PR: I had met and started playing often with Lee Ritenour and Harvey Mason, and we used to play a gig at a club called the Baked Potato in L.A.… in North Hollywood.
DN: Right, right, right.
PR: And I played there with them every week. And I started out, really, taking Dave Grusin’s place, because right around that same time he was starting to get really, really busy composing—doing film composing. He had asked me to come and play a little, and I got to do it more. As Dave got busier and busier doing that, then I got busier and busier working with Lee. And then by the time we did the second album, I was a little bit more comfortable.
PR: I did three albums for Prestige and on the third one I sang one song.
DN: Which was?
PR: Called “Let Your Heart Be Free”.
DN: Oh, and that’s the album Shout It Out.
DN: Right; yes.
PR: And that was the end of that time with Prestige, and that’s when Elektra said, “We want you to come over, and we want you to do more stuff like that, because we think we can open up the market to incorporate what you do as a jazz artist, but also, we didn’t know about this other side.” So that was the start of what came to be known as sort of a quiet storm format which was the blend of R&B sensibilities with the information and the language that had come from the jazz tradition.
DN: Now, did you start out wanting to be a jazz artist, or did you even think that way?
PR: I think I started out wanting to be, actually, a composer.
PR: The high school that I went to was where I was really introduced to jazz formally; at home, my parents were regular listeners of jazz and R&B of their day. So I heard the music; I grew up listening to the music all the time, but kind of took it for granted—because it was just something that was a part of our household.
PR: And by the time I got in high school, though, the teachers there used jazz as a means by which they would reach the kids about history, about social skills; certainly, learning to think outside the box. A lot of the concepts that came from being involved in the music department were things that we could translate into everyday life. Then jazz had by this time a special meaning. I had been playing piano since I was five. By the time I got to high school, I’m thirteen, fourteen, but I was playing classical music. I love classical music, but piano was a means by which I did that. Then suddenly I’m in a high school situation, which allows me to be able to explore the piano in a different way with music that was a part of my history, part of my makeup. And certainly, I could investigate R&B through the medium of jazz—and investigate all the blues and all this other kind of stuff that became part of the music that was the contemporary music of my time, yeah. So I didn’t see myself labeling it as being a jazz musician, and yet that’s exactly what I was doing.
DN: [Laughs] Right.
PR: I was getting down that path. And I think what was so great about that, is that at the time when I was growing up, that path was full of the richness of the tradition, along with people who were experimenting with other things that were coming into play; other instruments we were beginning to use—synthesizers—and just barely cracked the surface of people’s consciousness, in terms of what was happening. So I saw all of this kind of develop.

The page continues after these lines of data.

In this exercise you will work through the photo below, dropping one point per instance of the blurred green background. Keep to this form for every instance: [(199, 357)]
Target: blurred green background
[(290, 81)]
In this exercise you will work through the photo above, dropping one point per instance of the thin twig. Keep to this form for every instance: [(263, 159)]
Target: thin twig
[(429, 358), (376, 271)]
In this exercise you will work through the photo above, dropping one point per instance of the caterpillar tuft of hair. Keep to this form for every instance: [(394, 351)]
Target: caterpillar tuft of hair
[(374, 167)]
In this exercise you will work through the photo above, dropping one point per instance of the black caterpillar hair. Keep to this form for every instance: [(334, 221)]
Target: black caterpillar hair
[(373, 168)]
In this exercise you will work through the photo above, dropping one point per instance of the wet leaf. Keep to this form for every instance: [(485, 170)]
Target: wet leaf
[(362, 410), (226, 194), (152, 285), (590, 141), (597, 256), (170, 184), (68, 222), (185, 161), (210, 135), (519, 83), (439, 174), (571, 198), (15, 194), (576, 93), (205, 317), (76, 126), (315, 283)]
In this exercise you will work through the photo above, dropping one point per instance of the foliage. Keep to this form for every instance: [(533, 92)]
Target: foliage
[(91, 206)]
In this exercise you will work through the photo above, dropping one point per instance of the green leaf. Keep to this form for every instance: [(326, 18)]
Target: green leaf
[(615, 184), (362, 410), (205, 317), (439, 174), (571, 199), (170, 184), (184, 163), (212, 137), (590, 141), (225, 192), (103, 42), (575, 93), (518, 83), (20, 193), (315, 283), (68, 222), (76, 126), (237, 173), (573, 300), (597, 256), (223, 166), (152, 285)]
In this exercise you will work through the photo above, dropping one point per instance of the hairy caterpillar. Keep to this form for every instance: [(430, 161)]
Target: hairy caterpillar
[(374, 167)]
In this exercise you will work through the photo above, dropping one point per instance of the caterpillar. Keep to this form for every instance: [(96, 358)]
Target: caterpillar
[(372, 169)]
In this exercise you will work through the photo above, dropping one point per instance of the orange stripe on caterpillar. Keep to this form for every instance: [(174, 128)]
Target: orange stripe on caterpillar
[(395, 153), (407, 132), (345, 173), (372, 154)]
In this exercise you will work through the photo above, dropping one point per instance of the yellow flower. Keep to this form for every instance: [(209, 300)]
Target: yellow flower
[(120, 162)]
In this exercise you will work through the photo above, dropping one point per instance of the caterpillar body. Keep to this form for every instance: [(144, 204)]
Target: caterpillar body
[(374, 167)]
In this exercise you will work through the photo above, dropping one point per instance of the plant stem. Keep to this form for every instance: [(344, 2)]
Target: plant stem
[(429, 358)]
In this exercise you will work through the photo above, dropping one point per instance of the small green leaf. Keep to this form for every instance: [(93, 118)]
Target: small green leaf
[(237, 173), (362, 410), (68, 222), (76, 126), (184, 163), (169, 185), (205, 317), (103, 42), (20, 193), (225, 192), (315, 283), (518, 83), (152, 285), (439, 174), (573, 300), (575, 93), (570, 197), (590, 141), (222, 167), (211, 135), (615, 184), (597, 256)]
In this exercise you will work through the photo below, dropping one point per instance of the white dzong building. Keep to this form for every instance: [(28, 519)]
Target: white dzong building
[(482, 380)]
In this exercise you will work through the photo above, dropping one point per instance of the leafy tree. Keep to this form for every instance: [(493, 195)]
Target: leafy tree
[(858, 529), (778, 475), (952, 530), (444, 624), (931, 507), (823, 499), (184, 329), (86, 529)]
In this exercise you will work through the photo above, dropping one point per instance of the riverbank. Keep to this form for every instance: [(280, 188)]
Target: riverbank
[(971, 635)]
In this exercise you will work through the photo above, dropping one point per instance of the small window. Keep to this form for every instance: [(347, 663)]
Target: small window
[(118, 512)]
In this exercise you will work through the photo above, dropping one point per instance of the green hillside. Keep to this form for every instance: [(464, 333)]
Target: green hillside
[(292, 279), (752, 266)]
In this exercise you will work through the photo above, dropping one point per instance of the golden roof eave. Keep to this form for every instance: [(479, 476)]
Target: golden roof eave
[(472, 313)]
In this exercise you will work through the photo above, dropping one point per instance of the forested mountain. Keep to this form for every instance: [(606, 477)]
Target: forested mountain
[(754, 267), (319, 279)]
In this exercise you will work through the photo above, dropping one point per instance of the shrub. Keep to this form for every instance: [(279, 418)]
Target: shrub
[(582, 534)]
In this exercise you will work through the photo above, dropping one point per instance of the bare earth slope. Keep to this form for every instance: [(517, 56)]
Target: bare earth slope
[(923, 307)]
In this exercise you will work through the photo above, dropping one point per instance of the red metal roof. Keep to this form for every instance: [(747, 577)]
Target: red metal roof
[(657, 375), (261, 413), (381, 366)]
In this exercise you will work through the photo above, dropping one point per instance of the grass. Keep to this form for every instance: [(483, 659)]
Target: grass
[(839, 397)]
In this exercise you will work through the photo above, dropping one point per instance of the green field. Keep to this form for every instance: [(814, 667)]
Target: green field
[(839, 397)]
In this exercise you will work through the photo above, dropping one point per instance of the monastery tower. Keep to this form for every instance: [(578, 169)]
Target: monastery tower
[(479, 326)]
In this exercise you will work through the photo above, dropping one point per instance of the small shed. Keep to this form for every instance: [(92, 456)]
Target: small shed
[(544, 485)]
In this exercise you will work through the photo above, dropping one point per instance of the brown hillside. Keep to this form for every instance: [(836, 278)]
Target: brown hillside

DN: Well, who did you listen to, growing up? I mean, you mentioned, obviously, growing up in a household where you were exposed to R&B and jazz at the time. Who were some of the people that were playing… who were some of the people that your parents were playing that you listened to?
PR: Oh, my parents were playing Ella Fitzgerald, Sarah Vaughan, Duke Ellington, Nat King Cole, Perry Como.
PR: They were playing… let’s see. I remember hearing Errol Garner; I remember, of course, hearing B.B. King. And they were also playing Mahalia Jackson, and they were also playing Leontyne Price—and they were also playing Bach and Beethoven and Brahms.
DN: So you heard it all.
PR: I heard everything; I heard everything. They were members of a record club and they used to get albums every month, and you could list the kinds of music that you liked the most, but you also could receive music that was sort of outside of your list. And so they embraced everything.
DN: Wow. So you were really exposed to a lot.
PR: All of it, yes.
DN: Yes, yes. Well, let’s talk a little bit about that transition from Prestige to Elektra. So during those years when you started to have hit records—I mean, were you surprised by having hit records? Were you kind of like in shock, like, “Oh, what happened?”—
PR: [Laughs] Well—
DN: —“suddenly I’m having a hit record”?
PR: Musically, no … you know, I went out, I went to parties, I listened, I danced—I loved to dance. So there were all kinds of things that I would do that allowed me to be among the people all the time, and respond the way they were responding. I loved… I grew up listening to Motown and the Beatles and the Rolling Stones, and I was hearing all the Stax music, and that was all part of the music that I was hearing—you know, James Brown; Sly Stone. So that was a part of my language as well.
PR: And incorporated in each of the pieces that I would do, you could tell that there was this mix. And so I felt like there had to be at least a few more people out there who related to these different musics, and I didn’t worry about whether it was going to be a hit or not. It was just music that pleased me—and that my immediate peer group and colleagues had fun recording. And we had a great time, and all of the sessions felt great, and the people would hear it and respond to that. So the big surprise was the business that is connected to having a hit record. because one does not have it just from the standpoint of the music alone—there are lots of different things that have to be in alignment for the music to get to the public in such a way that it becomes qualified as a hit.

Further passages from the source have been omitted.